Dive Brief:
- Kaiser Permanente will resume bargaining with the Coalition of Kaiser Permanente Unions made up of 11 labor unions and 85,000 members across seven states: California, Oregon, Washington, Colorado, Hawaii, Virginia, Maryland and the District of Columbia.
- Bargaining will take place April 17-19, months after the coalition's national agreement with the health system ended Sept. 30. The coalition's complaint claiming Kaiser was refusing to bargain was originally filed with the National Labor Review Board in May.
- In their complaint, coalition members claimed Kaiser had violated federal law by proposing a ban on employees speaking out about patient care issues or taking action against the company through ballot initiatives, legislation or public campaigns. The NLRB subsequently issued charges against Kaiser. A hearing on the complaint is scheduled for April 22.
Dive Insight:
The resumption of talks comes as hospitals and health systems throughout the country are dealing with labor relations issues — which occasionally result in strikes.
Bargaining between Kaiser and unions has been rife with trouble over the past year. Internal disagreements within the coalition triggered the departure of 22 unions the day before bargaining was set to begin in March. Those unions, now known as the Alliance of Health Care Unions, as well as Kaiser nurses represented by the California Nursing Association (the founding sect of National Nurses United) came to terms with Kaiser independently.
The Coalition of Kaiser Permanente Unions, anchored by the 45,000-member SEIU-UHW, remained without a contract. SEIU-UHW staged dozens of protests against Kaiser in 2018, before and after their agreement expired at the end of September.

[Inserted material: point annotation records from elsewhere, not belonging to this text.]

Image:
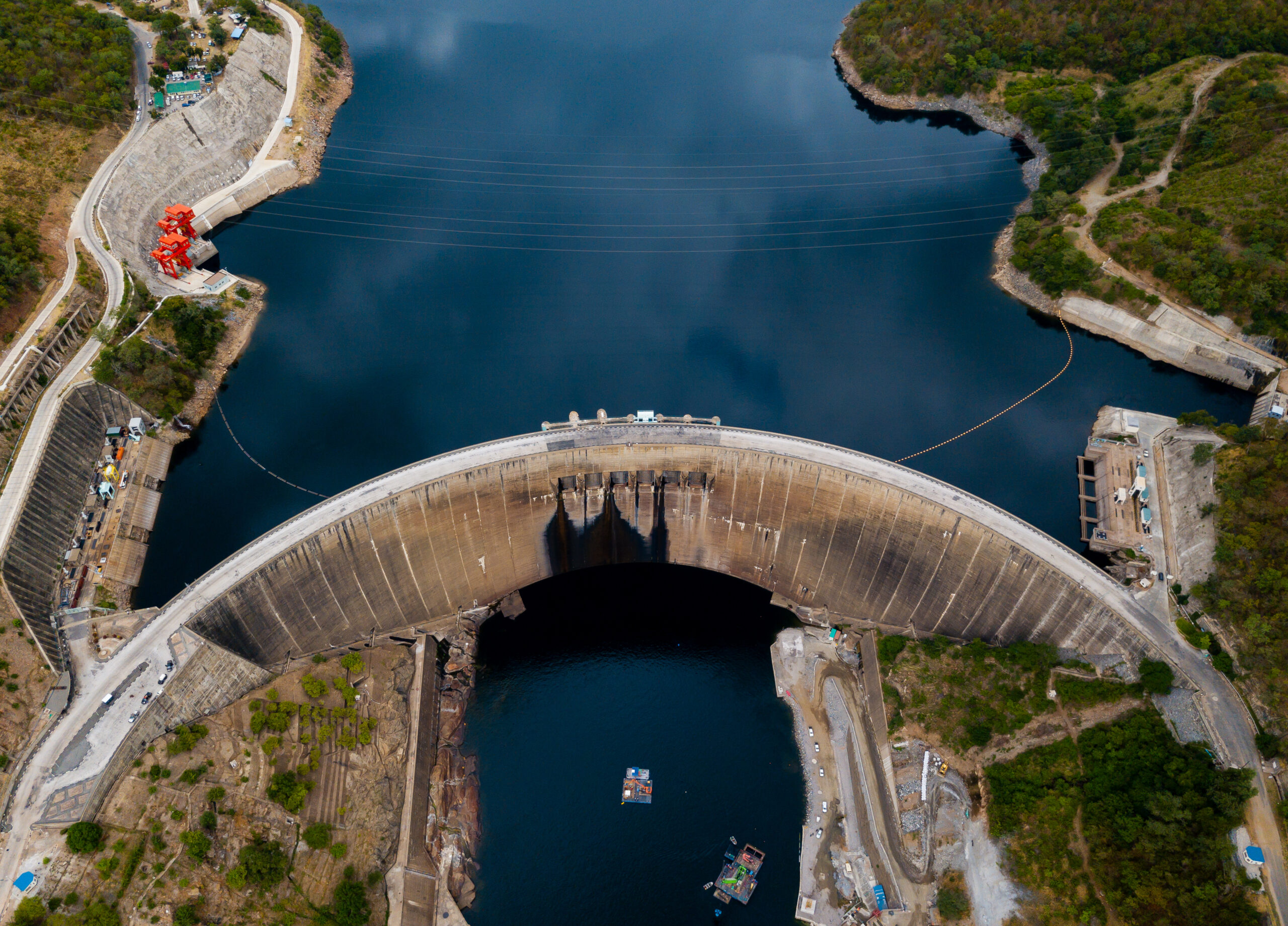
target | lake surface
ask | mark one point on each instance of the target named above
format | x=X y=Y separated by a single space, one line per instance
x=528 y=209
x=674 y=676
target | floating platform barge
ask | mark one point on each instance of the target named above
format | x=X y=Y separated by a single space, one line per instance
x=636 y=787
x=739 y=878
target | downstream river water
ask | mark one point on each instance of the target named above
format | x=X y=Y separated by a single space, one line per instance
x=535 y=208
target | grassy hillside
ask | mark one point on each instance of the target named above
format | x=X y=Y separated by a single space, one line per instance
x=939 y=47
x=1218 y=235
x=1155 y=818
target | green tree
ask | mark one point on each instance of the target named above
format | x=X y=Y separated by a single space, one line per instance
x=84 y=837
x=317 y=836
x=197 y=844
x=352 y=662
x=265 y=862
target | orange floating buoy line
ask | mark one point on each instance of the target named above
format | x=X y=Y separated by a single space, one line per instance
x=177 y=235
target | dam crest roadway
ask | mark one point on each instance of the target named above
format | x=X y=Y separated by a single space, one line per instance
x=834 y=533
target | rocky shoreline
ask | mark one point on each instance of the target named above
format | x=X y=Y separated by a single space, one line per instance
x=454 y=786
x=985 y=115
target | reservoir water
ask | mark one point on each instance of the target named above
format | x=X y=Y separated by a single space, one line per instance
x=528 y=209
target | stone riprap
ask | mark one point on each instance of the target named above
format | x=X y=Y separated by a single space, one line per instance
x=194 y=152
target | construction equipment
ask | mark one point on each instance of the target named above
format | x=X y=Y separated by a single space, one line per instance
x=172 y=253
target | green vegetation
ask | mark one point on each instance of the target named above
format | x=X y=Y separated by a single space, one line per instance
x=61 y=57
x=1142 y=795
x=20 y=257
x=1089 y=692
x=1219 y=232
x=350 y=906
x=317 y=836
x=967 y=694
x=1248 y=589
x=265 y=863
x=289 y=791
x=196 y=842
x=952 y=903
x=153 y=379
x=185 y=738
x=84 y=837
x=313 y=687
x=937 y=47
x=352 y=662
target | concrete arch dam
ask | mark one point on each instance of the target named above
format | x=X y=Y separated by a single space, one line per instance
x=839 y=535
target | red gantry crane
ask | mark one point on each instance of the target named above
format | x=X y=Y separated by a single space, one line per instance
x=178 y=218
x=173 y=250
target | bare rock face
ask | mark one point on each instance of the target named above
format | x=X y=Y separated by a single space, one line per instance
x=454 y=826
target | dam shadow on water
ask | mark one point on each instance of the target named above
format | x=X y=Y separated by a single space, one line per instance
x=660 y=666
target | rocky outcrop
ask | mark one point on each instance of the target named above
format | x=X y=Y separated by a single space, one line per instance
x=983 y=114
x=194 y=152
x=454 y=790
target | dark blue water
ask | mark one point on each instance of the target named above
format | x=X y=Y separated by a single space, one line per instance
x=528 y=209
x=673 y=676
x=385 y=343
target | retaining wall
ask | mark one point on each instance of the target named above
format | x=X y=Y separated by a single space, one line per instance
x=33 y=562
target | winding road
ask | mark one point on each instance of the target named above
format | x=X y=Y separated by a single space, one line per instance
x=31 y=791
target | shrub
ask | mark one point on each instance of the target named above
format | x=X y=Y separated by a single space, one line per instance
x=317 y=836
x=186 y=738
x=350 y=906
x=236 y=878
x=313 y=687
x=265 y=862
x=1156 y=676
x=84 y=837
x=192 y=775
x=889 y=648
x=953 y=903
x=289 y=791
x=197 y=844
x=352 y=662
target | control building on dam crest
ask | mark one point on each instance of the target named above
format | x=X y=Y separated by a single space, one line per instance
x=834 y=533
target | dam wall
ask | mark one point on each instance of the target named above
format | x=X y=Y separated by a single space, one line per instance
x=194 y=152
x=829 y=530
x=34 y=558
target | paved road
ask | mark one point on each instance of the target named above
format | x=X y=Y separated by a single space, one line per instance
x=1223 y=705
x=150 y=650
x=80 y=219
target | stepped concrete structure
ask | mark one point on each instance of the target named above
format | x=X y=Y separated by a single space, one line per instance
x=49 y=514
x=200 y=150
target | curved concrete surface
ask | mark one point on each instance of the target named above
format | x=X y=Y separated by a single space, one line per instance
x=818 y=524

The health system and unions issued a joint statement last week announcing the scheduled session. Both sides agreed to "interest-based bargaining" sessions, to be held over the next few weeks.

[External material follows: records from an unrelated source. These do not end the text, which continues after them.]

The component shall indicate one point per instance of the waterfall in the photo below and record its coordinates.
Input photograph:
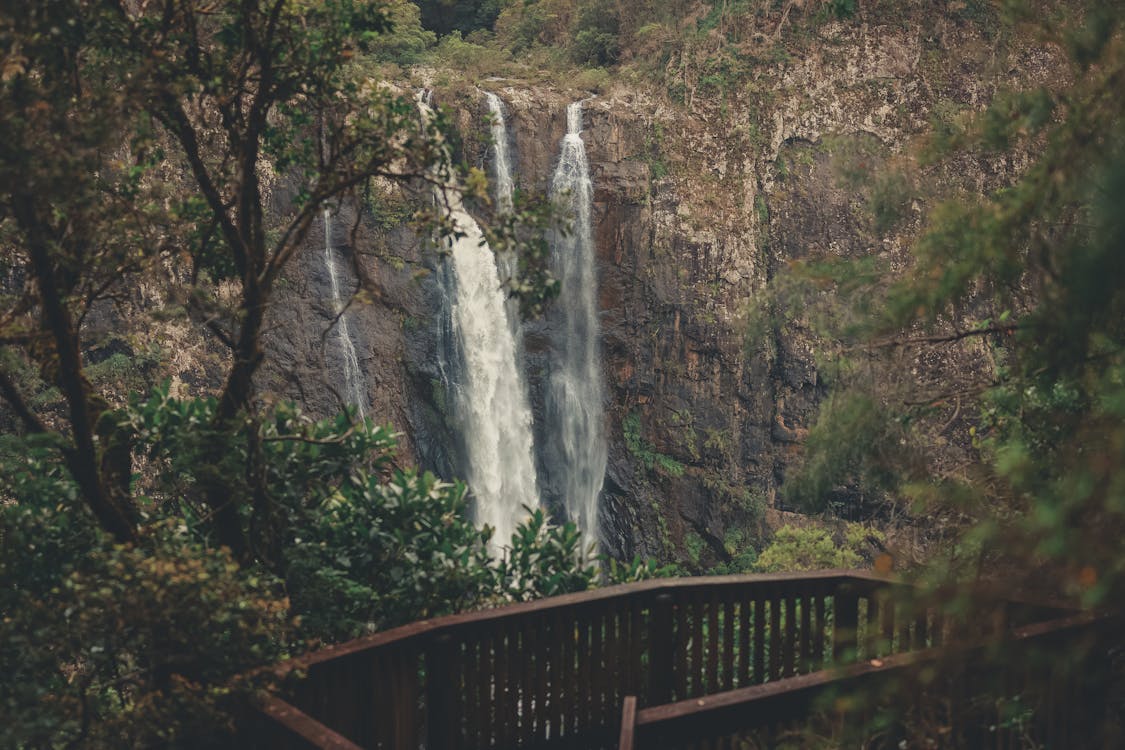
(353, 379)
(505, 193)
(502, 160)
(575, 392)
(491, 400)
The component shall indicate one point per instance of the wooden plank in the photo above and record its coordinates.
(774, 638)
(711, 676)
(471, 692)
(728, 643)
(682, 636)
(845, 626)
(759, 639)
(887, 624)
(695, 613)
(295, 723)
(583, 703)
(563, 675)
(502, 698)
(789, 667)
(542, 676)
(637, 644)
(746, 656)
(806, 604)
(628, 723)
(820, 636)
(597, 666)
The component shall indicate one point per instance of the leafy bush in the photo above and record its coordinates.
(129, 645)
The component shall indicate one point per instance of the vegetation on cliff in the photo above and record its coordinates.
(153, 547)
(1023, 283)
(156, 543)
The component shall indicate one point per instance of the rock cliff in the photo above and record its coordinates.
(700, 198)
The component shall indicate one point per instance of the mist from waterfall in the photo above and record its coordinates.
(353, 379)
(489, 398)
(576, 391)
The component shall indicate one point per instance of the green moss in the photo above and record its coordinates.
(645, 452)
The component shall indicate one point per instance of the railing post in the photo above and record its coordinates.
(660, 645)
(440, 721)
(626, 739)
(846, 627)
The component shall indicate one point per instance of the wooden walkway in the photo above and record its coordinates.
(660, 663)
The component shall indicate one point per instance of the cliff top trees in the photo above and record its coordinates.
(1027, 285)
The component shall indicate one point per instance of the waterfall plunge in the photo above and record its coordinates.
(353, 379)
(505, 200)
(491, 400)
(575, 395)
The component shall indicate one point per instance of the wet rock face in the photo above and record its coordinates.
(696, 207)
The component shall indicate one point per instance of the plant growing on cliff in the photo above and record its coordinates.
(1026, 285)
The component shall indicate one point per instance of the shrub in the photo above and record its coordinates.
(794, 549)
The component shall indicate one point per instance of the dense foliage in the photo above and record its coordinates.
(1024, 286)
(158, 542)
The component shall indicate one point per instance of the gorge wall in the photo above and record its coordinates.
(700, 198)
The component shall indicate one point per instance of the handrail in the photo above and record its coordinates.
(557, 670)
(296, 729)
(566, 601)
(758, 706)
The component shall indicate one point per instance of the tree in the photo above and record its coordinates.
(153, 547)
(1027, 283)
(100, 97)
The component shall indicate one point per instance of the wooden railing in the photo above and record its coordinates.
(1034, 688)
(556, 672)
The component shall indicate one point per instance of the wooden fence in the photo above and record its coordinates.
(557, 671)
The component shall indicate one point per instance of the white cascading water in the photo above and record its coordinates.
(575, 395)
(491, 400)
(505, 199)
(353, 379)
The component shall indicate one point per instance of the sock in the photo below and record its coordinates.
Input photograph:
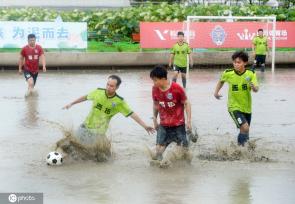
(243, 138)
(184, 82)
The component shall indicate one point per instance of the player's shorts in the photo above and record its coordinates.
(260, 59)
(179, 69)
(240, 118)
(28, 75)
(166, 135)
(87, 136)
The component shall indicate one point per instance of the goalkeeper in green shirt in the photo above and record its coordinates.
(260, 50)
(178, 58)
(241, 82)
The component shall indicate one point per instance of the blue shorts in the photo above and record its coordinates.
(166, 135)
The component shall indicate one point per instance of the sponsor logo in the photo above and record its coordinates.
(171, 34)
(170, 96)
(218, 35)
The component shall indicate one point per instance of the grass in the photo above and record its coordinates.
(94, 46)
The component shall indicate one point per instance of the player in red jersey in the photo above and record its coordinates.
(170, 102)
(29, 62)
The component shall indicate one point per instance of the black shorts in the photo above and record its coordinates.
(260, 59)
(166, 135)
(179, 69)
(240, 118)
(28, 75)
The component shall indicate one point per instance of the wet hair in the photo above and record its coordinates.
(180, 33)
(240, 54)
(117, 78)
(30, 36)
(159, 72)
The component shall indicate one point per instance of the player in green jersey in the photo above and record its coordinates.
(178, 58)
(106, 104)
(90, 141)
(260, 49)
(241, 82)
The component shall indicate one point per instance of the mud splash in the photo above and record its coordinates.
(233, 152)
(74, 150)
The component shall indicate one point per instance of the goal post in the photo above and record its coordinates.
(199, 36)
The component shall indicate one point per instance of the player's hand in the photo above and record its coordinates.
(67, 106)
(217, 96)
(149, 129)
(156, 125)
(189, 125)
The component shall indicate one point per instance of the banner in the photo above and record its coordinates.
(215, 34)
(48, 34)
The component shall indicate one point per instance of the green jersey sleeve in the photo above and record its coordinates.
(124, 109)
(254, 79)
(172, 50)
(254, 41)
(188, 49)
(91, 95)
(224, 76)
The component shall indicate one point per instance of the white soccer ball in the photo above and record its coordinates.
(54, 159)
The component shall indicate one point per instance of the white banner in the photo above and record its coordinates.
(48, 34)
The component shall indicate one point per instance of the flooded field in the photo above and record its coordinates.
(220, 172)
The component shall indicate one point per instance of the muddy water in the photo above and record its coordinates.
(216, 175)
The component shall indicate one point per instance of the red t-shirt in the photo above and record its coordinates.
(32, 56)
(170, 105)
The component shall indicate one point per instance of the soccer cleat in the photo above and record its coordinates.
(192, 136)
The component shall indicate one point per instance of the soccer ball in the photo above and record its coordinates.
(54, 159)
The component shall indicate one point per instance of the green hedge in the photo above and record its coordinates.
(124, 21)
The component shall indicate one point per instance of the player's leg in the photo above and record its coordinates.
(254, 63)
(30, 81)
(183, 76)
(161, 143)
(35, 76)
(241, 123)
(175, 73)
(262, 60)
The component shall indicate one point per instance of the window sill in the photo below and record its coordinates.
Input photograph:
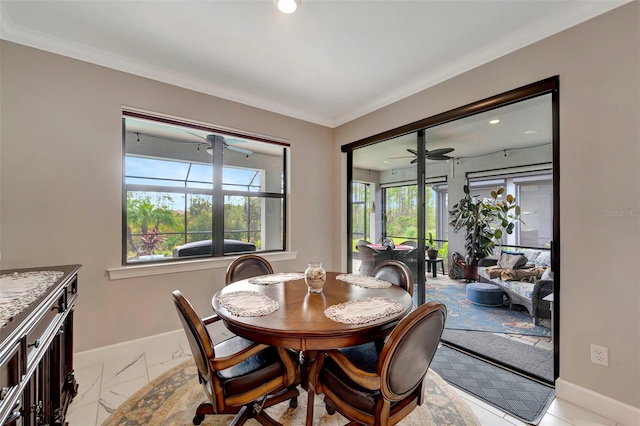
(136, 271)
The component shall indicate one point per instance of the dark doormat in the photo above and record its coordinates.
(521, 397)
(530, 360)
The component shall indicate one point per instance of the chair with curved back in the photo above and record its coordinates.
(238, 376)
(247, 266)
(410, 243)
(396, 273)
(372, 389)
(370, 258)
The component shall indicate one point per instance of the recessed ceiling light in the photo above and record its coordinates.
(287, 6)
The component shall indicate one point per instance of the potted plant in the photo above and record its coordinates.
(484, 222)
(432, 250)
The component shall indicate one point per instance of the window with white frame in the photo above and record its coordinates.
(193, 190)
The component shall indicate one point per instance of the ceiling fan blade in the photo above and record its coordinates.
(439, 152)
(404, 156)
(438, 157)
(200, 136)
(244, 151)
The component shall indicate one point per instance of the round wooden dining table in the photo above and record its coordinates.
(300, 324)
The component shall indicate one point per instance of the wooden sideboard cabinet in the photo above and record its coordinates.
(36, 344)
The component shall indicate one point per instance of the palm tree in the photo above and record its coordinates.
(142, 213)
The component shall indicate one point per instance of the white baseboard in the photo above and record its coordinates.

"We are eager to continue our partnership with Kaiser Permanente to strengthen patient care at its facilities throughout the country, but not under the conditions they demanded that would have put patients and caregivers at risk," the coalition's secretary treasurer Tamara Rubyn said in a separate statement.
Meanwhile, negotiations between the New York City Hospital Alliance and the New York State Nurses Association have fallen through. The union's 10,000 nurses last month threatened a strike set to start Tuesday after demands for higher nurse-to-patient staffing ratios were turned down by the three major health systems that make up the hospital group. Though the strike threat was rescinded, negotiations have reportedly turned sour.

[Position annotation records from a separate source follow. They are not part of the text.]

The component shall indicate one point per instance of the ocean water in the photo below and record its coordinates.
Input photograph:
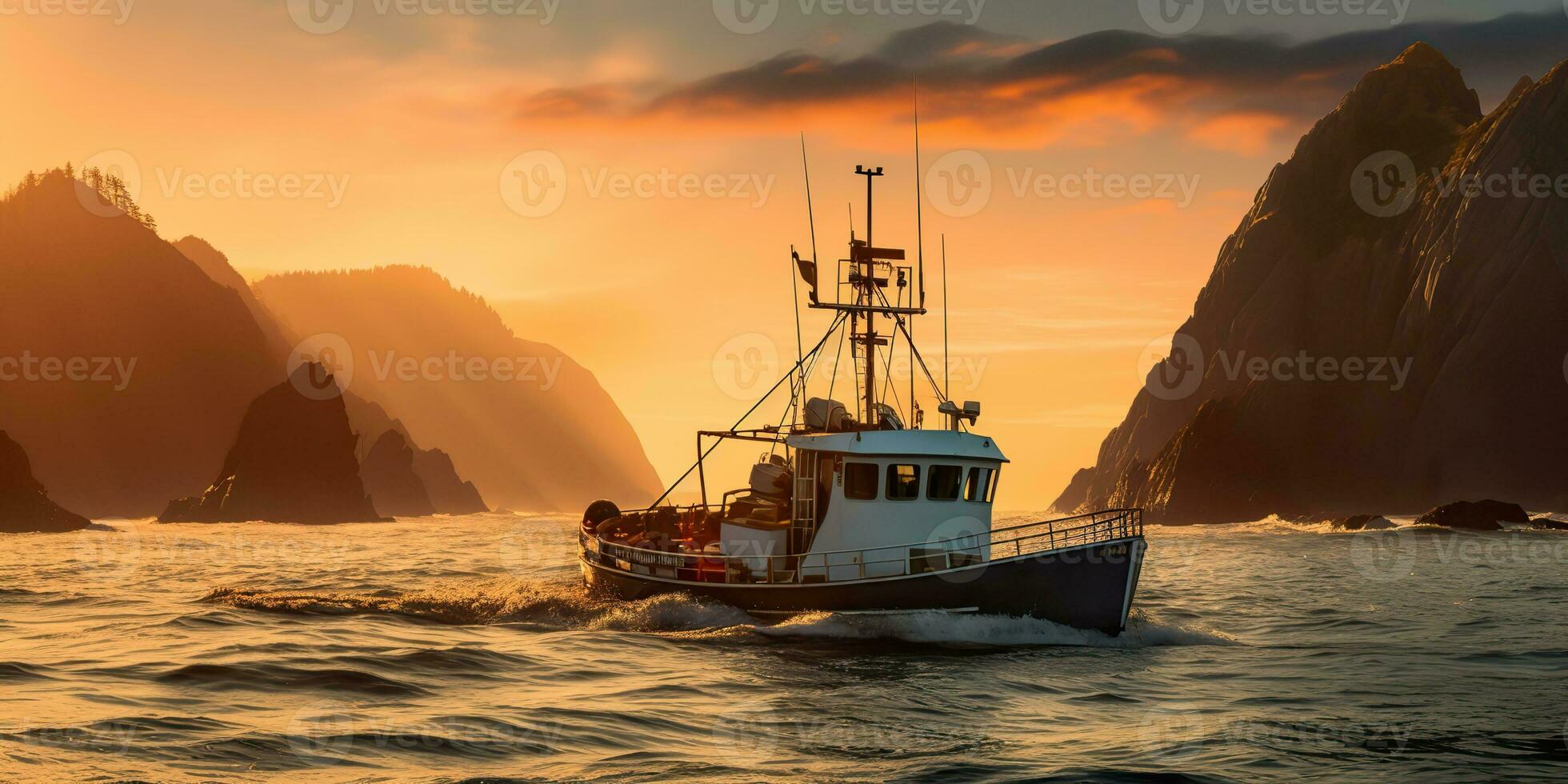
(455, 648)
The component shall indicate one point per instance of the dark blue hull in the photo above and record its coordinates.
(1087, 587)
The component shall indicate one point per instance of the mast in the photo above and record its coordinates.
(866, 297)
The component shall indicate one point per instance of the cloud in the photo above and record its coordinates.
(978, 86)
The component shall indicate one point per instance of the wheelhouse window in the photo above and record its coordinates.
(980, 486)
(944, 483)
(903, 482)
(860, 480)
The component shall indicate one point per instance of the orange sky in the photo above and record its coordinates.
(1058, 289)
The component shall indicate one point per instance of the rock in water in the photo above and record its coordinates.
(1363, 522)
(446, 488)
(24, 504)
(391, 480)
(294, 462)
(1476, 514)
(1434, 322)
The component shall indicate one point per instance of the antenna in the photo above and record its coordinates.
(919, 199)
(919, 237)
(947, 362)
(811, 215)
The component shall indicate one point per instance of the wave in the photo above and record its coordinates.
(562, 602)
(986, 630)
(22, 671)
(568, 604)
(270, 678)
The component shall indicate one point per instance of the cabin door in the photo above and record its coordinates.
(806, 510)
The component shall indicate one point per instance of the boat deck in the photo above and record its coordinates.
(894, 560)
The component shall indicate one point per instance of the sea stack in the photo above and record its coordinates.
(446, 488)
(390, 475)
(1437, 314)
(24, 502)
(294, 462)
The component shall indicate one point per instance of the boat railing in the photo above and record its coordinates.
(1042, 538)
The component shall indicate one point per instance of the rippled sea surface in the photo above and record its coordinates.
(465, 648)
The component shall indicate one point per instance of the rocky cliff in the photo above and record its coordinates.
(24, 502)
(294, 462)
(134, 367)
(391, 480)
(1404, 282)
(447, 491)
(526, 422)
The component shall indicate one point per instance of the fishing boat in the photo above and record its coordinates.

Nurses unions in Pennsylvania and Massachusetts have been pushing for legislation to set mandatory nurse staffing ratios. A ballot measure in the latter state was rejected in November. Days before the election, the Massachusetts Health Policy Commission estimated the ballot would cost hospitals in that state up to $949 million a year.
In Pennsylvania, safe staffing legislation has received bipartisan support from the state chambers and governor. State lawmakers, unions and advocacy groups representing 20,000 nurses introduced twin safe staffing bills in late March, legislation that addresses the "growing patient-care crisis, driven by unprecedented short-staffing," a spokeswoman from SEIU Healthcare PA told Healthcare Dive.